Pencapaian keberhasilan perekonomian negara dapat diukur pula melalui beberapa indikator, yaitu semakin kecilnya tingkat pengangguran yang didukung dengan kenaikan pendapatan per kapita dan kenaikan kapasitas produksi nasional. Struktur ketenagakerjaan Indonesia saat ini lebih didominasi dengan usia produktif ditambah dengan kemapanan secara pendidikan. Kemapanan secara pendidikan ini ditinjau dari jumlah penderita buta huruf pada usia produksi yakni berkisar antara 15 hingga 44 tahun. Menurut Badan Pusat Statistik (www.bps.go.id) dalam kurun waktu 2013 hingga 2015, presentase buta huruf mengalami penurunan yakni 1,61 persen pada 2013, 1,24 persen pada tahun 2014 dan 1,10 persen pada tahun 2015. Meskipun ketengakerjaan Indonesia membaik, namun daya serap tenaga kerja nyatanya masih belum maksimal. BI mencatat rata-rata penyerapan tenaga kerja pada tahun 2013 dan 2014 menurun pada tingkat 1 persen dibandingkan tahun 2011 dan 2012 sebesar 2,9 persen.

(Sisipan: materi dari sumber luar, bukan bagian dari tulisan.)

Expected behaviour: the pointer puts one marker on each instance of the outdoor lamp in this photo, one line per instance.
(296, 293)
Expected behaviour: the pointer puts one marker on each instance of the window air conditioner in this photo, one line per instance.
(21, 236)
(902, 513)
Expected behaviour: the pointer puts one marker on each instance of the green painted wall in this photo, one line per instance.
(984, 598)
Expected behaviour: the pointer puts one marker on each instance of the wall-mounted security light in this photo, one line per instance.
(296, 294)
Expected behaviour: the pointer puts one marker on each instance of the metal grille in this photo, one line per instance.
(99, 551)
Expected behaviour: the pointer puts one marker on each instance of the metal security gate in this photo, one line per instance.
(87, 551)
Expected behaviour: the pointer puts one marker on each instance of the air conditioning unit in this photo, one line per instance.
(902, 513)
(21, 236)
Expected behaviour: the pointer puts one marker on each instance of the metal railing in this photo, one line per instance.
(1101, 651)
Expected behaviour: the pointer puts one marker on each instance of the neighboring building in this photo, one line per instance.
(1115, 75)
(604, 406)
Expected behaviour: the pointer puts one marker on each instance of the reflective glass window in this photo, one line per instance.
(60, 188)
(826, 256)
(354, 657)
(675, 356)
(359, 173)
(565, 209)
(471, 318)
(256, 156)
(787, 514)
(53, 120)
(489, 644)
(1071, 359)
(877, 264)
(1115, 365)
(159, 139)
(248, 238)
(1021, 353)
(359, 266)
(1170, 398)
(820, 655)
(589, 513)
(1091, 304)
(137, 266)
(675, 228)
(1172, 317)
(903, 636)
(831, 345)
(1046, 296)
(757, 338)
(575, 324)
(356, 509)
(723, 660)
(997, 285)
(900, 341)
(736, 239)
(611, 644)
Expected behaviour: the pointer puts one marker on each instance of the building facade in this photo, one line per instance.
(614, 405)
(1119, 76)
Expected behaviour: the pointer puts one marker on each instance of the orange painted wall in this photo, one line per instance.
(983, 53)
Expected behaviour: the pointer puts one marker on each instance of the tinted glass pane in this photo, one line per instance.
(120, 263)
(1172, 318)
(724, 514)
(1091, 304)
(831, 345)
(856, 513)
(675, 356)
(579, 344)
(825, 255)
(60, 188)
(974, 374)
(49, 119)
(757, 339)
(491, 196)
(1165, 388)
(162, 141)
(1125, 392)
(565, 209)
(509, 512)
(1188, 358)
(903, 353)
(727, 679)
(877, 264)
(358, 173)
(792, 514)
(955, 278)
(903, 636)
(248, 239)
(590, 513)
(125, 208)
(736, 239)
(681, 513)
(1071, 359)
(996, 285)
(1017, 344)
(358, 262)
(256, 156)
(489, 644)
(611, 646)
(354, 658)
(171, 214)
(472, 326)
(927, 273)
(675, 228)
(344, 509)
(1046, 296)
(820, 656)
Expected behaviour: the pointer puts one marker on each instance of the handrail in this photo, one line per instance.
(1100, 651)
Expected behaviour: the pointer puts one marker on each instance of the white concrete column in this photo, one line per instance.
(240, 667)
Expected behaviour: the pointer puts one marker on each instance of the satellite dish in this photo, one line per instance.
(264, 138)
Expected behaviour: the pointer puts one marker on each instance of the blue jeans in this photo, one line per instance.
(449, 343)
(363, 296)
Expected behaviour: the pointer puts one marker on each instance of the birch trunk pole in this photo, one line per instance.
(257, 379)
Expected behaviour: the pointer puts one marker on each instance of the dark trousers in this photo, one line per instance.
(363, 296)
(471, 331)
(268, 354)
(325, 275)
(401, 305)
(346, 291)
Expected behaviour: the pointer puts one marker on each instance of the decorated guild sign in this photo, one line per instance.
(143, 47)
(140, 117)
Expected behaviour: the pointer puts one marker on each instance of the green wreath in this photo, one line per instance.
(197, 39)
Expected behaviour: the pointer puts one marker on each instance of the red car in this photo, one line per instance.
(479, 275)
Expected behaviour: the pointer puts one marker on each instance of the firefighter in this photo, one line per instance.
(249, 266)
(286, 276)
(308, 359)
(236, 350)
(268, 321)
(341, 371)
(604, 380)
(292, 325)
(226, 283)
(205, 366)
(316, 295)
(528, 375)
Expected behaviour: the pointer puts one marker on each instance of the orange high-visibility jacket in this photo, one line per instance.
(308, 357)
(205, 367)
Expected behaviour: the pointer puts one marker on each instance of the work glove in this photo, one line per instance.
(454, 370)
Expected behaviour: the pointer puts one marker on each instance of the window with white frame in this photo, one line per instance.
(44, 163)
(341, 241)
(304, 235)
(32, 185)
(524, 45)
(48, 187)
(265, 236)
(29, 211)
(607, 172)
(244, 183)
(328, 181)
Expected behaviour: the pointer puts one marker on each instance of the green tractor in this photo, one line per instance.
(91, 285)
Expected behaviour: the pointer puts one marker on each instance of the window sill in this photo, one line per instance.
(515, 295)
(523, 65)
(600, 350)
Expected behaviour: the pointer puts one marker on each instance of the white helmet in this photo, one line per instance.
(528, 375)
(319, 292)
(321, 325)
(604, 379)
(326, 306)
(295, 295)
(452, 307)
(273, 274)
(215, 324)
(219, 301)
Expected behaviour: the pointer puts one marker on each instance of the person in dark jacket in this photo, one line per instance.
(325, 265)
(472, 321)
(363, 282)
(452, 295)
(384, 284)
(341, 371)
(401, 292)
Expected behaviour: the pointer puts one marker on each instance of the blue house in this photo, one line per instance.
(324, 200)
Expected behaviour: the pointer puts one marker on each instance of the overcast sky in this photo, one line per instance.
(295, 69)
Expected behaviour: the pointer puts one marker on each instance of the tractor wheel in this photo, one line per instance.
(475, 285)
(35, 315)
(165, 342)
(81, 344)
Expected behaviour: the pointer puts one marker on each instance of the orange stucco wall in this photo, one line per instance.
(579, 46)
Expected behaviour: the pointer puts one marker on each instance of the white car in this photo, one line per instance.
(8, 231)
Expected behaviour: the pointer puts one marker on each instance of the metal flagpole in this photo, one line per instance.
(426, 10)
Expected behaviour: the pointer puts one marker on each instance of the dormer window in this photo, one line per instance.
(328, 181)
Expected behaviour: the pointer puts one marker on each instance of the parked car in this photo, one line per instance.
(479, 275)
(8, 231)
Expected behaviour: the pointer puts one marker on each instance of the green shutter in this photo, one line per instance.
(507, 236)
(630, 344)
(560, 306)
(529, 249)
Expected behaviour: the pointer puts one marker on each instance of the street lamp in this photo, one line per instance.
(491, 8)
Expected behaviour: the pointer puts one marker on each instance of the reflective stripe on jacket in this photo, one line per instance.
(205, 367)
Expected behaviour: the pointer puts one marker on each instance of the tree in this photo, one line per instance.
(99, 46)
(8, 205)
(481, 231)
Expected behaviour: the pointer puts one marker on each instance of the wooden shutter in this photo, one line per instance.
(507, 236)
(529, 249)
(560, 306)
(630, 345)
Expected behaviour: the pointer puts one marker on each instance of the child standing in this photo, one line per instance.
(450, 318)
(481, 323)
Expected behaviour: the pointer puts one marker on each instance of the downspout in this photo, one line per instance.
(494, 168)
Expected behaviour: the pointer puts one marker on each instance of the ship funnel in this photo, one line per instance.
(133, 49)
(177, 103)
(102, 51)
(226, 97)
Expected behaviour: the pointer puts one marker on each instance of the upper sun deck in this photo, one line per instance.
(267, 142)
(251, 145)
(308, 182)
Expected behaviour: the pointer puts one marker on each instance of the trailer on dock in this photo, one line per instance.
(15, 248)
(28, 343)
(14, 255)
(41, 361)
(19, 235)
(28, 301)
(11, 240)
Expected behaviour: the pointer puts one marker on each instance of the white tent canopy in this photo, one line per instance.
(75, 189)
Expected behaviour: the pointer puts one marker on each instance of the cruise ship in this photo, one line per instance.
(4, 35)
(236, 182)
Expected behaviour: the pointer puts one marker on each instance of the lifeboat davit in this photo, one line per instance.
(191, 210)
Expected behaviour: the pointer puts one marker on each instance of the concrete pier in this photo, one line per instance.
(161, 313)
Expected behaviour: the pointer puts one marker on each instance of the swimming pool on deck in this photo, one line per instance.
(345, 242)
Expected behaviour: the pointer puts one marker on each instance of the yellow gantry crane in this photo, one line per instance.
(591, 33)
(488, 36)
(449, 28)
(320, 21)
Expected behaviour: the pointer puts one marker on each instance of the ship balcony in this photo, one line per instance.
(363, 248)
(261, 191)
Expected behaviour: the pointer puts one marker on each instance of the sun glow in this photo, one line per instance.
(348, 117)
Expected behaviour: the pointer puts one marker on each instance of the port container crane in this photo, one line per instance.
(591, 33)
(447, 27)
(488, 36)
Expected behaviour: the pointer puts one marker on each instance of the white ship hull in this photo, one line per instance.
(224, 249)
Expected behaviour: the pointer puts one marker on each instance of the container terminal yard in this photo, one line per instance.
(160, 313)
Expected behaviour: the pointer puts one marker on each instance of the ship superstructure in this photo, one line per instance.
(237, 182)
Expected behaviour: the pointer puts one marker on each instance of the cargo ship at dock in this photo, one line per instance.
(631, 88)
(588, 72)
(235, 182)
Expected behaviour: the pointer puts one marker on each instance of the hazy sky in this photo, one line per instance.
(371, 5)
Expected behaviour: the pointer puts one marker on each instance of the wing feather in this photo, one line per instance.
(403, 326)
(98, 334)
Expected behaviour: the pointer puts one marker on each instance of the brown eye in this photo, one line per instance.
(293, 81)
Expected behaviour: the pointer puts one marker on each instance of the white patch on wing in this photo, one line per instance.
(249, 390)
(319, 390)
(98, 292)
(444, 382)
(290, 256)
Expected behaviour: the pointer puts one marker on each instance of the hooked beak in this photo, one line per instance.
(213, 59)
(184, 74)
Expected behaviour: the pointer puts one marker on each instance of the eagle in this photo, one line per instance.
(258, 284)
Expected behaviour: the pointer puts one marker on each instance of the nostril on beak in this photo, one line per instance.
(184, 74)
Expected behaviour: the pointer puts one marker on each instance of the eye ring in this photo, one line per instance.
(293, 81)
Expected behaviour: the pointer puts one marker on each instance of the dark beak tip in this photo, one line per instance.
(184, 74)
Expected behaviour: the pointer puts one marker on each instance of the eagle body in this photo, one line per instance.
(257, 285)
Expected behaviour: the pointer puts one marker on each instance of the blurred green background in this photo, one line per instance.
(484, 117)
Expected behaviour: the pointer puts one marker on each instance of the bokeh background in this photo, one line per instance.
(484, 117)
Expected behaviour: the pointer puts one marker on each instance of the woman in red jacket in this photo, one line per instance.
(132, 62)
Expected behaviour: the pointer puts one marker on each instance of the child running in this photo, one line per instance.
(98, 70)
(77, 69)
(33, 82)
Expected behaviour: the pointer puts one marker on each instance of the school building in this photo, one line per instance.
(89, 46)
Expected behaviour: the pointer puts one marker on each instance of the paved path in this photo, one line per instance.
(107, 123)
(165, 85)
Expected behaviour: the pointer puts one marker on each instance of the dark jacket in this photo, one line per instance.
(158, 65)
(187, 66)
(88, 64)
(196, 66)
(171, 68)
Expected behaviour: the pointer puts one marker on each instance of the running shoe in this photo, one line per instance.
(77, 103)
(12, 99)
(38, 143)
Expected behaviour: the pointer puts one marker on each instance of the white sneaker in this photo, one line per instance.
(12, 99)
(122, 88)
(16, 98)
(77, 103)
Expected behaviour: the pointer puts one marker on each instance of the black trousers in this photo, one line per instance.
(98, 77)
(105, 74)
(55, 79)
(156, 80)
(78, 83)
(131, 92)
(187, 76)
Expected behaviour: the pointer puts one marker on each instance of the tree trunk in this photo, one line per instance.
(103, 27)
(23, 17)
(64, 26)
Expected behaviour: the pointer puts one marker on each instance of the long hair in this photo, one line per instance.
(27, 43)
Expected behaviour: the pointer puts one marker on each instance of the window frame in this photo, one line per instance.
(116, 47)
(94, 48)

Meskipun penyerapan tenaga kerja masih belum maksimal dan juga angka pengangguran masih tergolong tinggi yakni 11,90 juta jiwa dari jumlah keseluruhan angkatan kerja sebesar 121,19 juta jiwa pada tahun 2004 hingga 2014, tingkat pendapatan per kapita justru membaik. Ditinjau dari upah nominal dan upah riil yang diterima oleh kelompok masyarakat yangberpenghasilan paling rendah. Pada pekerja/ buruh tani, terjadi kenaikan pada level 0,41 persen dari Januari 2016 ke Februari 2016 dan upah riilnya mengalami kenaikan pada level 0,33 persen dalam tempo waktu yang sama. Sementara itu, pada pekerja buruh informal perkotaan, kenaikan tejadi pada level 0,18 persen pada upah nominal dan 0,27 persen upah riil periode Januari 2016 ke Februari 2016.

Berdasarkan hal tersebut, diperlukan upaya Tingginya inflasi yang sempat melanda Indonesia mungkin disebabkan oleh kecenderungan ketidakpastian perekonomian global, sementara perekonomian dalam negeri masih aman-aman saja. Namun, akankah lebih baik jika kekuatan ekonomi dalam negeri ini semakin besar. Selain untuk mengantisipasi dampak guncangan global, juga mempersempit ketimpangan yang terjadi antara satu wilayah dengan wilayah yang lain. Untuk itu, pemerintah khususnya dalam hal perbaikan pelayanan publik dan insfrastruktur secara keseluruhan, seperti perbaikan pada sektor riil dan perluasan lapangan pekerjaan untuk mengurangi tingkat pengangguran. Selain itu diperlukan kerjasama yang lebih solid lagi antara pemerintah sebagai lembaga eksekutif yang berwenang atas fiskal dengan BI sebagai otoritas moneter. Sinergi yang baik antara keduanya akan mampu menghasilkan produk bauran kebijakan yang akan meningkatkan kecenderungan perekonomian yang positif.